I suspect that what you really want to do—the boss and the board—is to fire the fundraiser that didn’t make goal. Really? How about figuring out why the person didn’t make goal?

Make sure you pay attention to the variables that affect whether the fundraiser can make the goal. And probe a bit. For example:

  • Dead donor, and no replacement at that level yet: How robust is your organization’s relationship-building program? What is the process for identifying the predisposed, qualifying them as prospects (or not), nurturing the relationship, etc.? Are your board members helping? Is your chief development officer enabling people effectively, planning well, etc.?
  • Bad economy, or even a recession: Did your organization budget more charitable income during this time? Did your chief development officer recommend not doing so? What are your loyalty rates? Are you retaining lots of your donors, even though they aren’t giving more?
  • Corporate donor goes out of business, or relocates, or changes its giving focus: Did your chief development officer stay in touch with the corporation—and then warn you that the corporation was changing its focus? Do you have a sufficiently diverse donor base that you are not overly reliant on any single source or solicitation strategy?
  • Do you pay attention to your fundraiser when she says that the current database doesn’t provide sufficient information to make good decisions? Do you listen when your fundraiser recommends a lower charitable contributions goal during budgeting, explaining why?
  • As the boss and board, do you support your fundraising team when they tell you what the body of knowledge says, what the research means? Do you make sure that the entire organizational system supports charitable giving?

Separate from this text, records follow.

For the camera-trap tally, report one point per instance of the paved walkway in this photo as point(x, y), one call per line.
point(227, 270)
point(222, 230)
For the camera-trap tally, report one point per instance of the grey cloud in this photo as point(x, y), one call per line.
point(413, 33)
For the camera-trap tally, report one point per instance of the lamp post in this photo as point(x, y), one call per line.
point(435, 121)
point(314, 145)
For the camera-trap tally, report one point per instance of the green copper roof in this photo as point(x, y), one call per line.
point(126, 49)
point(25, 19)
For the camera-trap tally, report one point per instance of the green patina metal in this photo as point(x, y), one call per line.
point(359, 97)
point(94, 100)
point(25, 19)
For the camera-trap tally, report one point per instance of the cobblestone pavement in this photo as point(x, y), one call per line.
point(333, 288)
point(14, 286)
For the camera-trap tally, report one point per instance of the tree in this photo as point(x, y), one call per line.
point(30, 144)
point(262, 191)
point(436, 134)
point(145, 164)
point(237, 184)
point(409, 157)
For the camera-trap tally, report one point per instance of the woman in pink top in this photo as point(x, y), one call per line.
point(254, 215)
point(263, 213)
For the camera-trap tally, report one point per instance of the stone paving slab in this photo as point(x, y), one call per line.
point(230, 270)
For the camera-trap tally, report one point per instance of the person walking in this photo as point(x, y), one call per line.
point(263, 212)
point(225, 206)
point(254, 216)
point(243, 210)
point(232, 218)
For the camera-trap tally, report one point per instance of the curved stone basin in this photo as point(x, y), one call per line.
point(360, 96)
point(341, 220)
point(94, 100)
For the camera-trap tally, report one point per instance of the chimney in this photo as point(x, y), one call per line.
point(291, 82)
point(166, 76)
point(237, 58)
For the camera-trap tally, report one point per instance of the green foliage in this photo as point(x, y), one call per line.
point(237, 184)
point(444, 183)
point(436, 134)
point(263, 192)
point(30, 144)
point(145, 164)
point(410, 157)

The key is: What can you hold the fundraiser accountable for—and what can’t you hold the fundraising accountable for?

Just look back at my theatre stories in Part 1 of this three-part column. Read CompassPoint’s UnderDeveloped report and my commentary on it, located in the Free Download Library on my website.

Now you tell me…what are you going to measure?

Because money isn’t the only measure. Money is not even the best measure.